Today, two-thirds of all workers here are Singaporean and permanent residents, and the rest foreigners. Mr Lim said the Government will keep it like so in future.

In all this, Mr Lim noted, Singapore's "secret weapon" was tripartism because thanks to it, all stakeholders in the labour force here cooperated well, unlike in other countries.

Prof Lim recalled, however, that in the 1970s, there were lots of differences in views and even table-thumping during negotiations. But they always kept all discussions confidential and agreed to a united stand in the end.

Labour chief Chan Chun Sing, who was in the audience, said Singapore's dilemma was that it was a city and a state.
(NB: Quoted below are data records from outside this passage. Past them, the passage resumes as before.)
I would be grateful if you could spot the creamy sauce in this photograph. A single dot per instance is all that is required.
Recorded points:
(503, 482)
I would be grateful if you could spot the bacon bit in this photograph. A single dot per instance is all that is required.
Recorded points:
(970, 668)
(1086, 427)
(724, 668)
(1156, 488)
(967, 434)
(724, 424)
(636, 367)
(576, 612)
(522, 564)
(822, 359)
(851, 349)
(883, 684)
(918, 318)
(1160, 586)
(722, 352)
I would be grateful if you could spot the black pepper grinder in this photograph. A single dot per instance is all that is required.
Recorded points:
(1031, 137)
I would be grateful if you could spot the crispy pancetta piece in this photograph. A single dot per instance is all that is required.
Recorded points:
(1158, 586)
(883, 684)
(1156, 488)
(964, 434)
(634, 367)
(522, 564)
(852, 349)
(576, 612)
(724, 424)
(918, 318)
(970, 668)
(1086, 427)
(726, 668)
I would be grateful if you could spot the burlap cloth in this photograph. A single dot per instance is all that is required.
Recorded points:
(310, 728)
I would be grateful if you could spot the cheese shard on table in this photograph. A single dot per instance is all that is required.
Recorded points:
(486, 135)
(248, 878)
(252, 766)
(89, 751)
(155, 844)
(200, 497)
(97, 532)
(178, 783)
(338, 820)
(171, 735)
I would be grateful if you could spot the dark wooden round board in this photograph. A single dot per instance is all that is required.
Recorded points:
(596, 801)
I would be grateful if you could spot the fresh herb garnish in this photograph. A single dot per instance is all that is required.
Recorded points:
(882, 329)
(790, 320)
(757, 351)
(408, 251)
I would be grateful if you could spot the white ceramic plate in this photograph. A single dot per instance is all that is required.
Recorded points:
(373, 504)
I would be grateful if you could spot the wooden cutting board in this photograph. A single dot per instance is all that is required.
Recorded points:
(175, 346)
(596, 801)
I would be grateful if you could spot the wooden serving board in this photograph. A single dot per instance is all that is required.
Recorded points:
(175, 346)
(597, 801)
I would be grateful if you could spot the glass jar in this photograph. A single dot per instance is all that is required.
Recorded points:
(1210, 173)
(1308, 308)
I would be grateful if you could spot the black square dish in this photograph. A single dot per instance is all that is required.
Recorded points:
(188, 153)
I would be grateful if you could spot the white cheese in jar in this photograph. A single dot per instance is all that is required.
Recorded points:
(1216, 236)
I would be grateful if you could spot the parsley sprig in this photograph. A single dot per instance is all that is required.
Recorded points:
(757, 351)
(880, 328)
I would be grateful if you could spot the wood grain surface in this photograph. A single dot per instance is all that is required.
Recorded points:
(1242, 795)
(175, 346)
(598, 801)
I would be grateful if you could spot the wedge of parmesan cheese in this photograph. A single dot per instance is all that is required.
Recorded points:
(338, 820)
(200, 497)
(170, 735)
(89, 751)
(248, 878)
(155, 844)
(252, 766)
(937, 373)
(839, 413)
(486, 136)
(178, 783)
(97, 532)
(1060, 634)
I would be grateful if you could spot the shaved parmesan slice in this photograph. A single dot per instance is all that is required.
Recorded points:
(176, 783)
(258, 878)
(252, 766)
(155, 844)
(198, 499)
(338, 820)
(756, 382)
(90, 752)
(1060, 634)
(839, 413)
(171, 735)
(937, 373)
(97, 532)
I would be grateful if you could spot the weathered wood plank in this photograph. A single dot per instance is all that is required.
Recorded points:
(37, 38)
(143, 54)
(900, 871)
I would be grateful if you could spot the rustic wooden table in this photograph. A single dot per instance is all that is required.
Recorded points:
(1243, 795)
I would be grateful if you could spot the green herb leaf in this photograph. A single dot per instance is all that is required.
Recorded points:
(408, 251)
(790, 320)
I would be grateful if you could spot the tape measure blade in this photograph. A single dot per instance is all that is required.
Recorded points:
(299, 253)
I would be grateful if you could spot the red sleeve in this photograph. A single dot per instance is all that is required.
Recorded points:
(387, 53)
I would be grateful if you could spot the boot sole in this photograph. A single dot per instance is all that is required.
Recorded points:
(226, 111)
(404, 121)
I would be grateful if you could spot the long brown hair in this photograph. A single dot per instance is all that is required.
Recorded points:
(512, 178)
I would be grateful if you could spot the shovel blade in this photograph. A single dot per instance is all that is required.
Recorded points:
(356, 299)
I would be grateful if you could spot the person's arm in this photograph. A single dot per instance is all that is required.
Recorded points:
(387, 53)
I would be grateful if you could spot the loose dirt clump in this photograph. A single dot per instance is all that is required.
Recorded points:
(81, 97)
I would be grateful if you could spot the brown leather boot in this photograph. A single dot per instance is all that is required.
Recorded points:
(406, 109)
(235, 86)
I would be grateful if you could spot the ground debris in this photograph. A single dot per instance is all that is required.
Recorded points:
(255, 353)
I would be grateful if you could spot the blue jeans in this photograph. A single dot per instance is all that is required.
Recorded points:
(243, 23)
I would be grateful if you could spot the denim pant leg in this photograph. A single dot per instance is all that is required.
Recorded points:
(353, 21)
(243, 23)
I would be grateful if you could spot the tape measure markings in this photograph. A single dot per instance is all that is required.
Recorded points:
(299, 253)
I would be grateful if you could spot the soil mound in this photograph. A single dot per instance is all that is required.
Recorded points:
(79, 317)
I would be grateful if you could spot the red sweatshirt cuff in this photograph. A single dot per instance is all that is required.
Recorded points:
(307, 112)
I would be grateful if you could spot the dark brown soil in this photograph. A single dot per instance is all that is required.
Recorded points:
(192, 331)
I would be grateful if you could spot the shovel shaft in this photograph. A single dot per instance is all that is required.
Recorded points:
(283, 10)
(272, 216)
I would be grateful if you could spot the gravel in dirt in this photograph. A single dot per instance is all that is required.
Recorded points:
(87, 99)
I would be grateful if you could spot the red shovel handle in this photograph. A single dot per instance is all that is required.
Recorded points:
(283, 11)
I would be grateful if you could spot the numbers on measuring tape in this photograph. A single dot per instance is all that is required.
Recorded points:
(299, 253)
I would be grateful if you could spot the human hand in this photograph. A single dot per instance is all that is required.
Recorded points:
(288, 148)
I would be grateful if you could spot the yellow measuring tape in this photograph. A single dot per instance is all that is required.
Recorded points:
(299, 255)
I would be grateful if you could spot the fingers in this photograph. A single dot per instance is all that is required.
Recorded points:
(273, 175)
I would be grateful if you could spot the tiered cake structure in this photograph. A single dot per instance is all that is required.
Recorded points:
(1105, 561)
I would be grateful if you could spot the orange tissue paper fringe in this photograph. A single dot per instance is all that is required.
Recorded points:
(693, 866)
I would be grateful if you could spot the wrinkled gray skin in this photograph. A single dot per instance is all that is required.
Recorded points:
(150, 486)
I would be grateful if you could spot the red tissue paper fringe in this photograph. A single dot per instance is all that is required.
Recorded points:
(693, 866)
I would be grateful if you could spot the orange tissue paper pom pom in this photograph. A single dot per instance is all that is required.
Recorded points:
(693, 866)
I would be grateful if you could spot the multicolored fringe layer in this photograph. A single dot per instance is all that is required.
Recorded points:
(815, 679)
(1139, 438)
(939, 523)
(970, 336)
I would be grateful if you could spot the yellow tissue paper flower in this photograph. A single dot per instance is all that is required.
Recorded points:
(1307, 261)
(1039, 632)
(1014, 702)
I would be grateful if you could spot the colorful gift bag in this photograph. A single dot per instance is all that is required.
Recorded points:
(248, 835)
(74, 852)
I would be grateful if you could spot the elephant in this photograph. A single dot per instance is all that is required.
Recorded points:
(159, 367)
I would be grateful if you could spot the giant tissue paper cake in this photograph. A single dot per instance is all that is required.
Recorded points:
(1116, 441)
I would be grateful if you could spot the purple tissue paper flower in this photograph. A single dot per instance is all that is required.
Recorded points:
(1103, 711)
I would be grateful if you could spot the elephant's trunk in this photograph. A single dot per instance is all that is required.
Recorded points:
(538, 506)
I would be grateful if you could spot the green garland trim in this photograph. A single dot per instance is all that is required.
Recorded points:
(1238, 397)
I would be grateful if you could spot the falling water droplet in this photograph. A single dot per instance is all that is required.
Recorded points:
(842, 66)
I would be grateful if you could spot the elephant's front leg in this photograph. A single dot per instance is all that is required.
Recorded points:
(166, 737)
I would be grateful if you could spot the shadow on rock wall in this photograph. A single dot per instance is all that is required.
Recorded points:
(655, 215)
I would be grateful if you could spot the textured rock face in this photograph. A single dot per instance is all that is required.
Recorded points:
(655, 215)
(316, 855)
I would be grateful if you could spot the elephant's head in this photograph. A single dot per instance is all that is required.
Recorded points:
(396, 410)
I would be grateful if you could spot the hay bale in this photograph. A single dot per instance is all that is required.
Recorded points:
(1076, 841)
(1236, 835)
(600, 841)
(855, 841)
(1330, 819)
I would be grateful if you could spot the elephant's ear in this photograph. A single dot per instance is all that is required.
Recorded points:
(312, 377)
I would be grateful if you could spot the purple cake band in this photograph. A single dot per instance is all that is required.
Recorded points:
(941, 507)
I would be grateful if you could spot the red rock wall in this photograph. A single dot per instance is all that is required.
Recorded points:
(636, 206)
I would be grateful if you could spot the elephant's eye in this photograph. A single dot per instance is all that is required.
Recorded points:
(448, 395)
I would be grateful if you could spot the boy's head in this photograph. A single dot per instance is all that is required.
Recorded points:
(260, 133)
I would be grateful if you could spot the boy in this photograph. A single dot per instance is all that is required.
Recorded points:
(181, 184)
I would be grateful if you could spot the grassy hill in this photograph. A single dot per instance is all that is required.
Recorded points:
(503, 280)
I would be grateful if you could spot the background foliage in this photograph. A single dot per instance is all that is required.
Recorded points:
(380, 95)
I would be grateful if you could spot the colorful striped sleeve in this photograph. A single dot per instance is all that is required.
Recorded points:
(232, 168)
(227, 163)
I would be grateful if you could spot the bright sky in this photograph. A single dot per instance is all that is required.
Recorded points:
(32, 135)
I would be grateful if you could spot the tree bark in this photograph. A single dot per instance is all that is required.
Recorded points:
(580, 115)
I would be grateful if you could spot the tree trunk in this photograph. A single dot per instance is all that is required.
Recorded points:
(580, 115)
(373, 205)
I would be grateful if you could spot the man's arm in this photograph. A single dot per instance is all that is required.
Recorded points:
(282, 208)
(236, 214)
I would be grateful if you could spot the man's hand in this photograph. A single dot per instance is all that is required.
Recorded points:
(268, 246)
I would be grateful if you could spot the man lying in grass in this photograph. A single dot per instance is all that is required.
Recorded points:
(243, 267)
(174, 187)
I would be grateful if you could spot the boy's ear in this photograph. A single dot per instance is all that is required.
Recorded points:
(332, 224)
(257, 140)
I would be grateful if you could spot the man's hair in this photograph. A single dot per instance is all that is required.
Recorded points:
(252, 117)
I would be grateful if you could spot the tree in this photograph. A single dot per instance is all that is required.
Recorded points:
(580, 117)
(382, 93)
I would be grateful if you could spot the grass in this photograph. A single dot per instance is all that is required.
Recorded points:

So, while slower growth would not be a problem if Singapore were competing with other countries, it was a huge setback because the real competitors were other dynamic global cities which did not lack talent and other resources.

He said that to ensure Singapore was not relegated "to the dustbin of history", employers and employees had to change "the mindset and method" of working.

But any change in the labour landscape would not include a mandatory minimum wage.

Mr Lim said the Government had done "a serious study" and decided against it because first, cash- strapped employers might use it as an excuse to sack workers; second, "minimum wage might become maximum wage" if employers let wages stagnate at the minimum rate; and third, it would become a "sticky wage" if workers would not allow their employers to revise their pay downwards during a downturn.

Instead, the Government now has a ladder for the poorest paid workers - cleaners, security guards and gardeners among them - with the introduction of a progressive wage system for them.




STRENGTHENING SINGAPOREAN CORE

We are not talking about Singaporeans being 100 per cent of the core, but the core not being Singaporeans as a sideshow.

- MANPOWER MINISTER LIM SWEE SAY



GROWTH AND EQUITY

When I was chairman of the National Wages Council, I said we had to have growth with equity. Later on, the emphasis was more on growth and less on equity. The result was that equity measured by GDP deteriorated tremendously, frighteningly.

- PROFESSOR LIM CHONG YAH, founding chairman of the NWC



WHY NWC REMAINS RELEVANT

NWC is handy in a crisis because it is an established institution, it has got credibility and it is a useful safety net.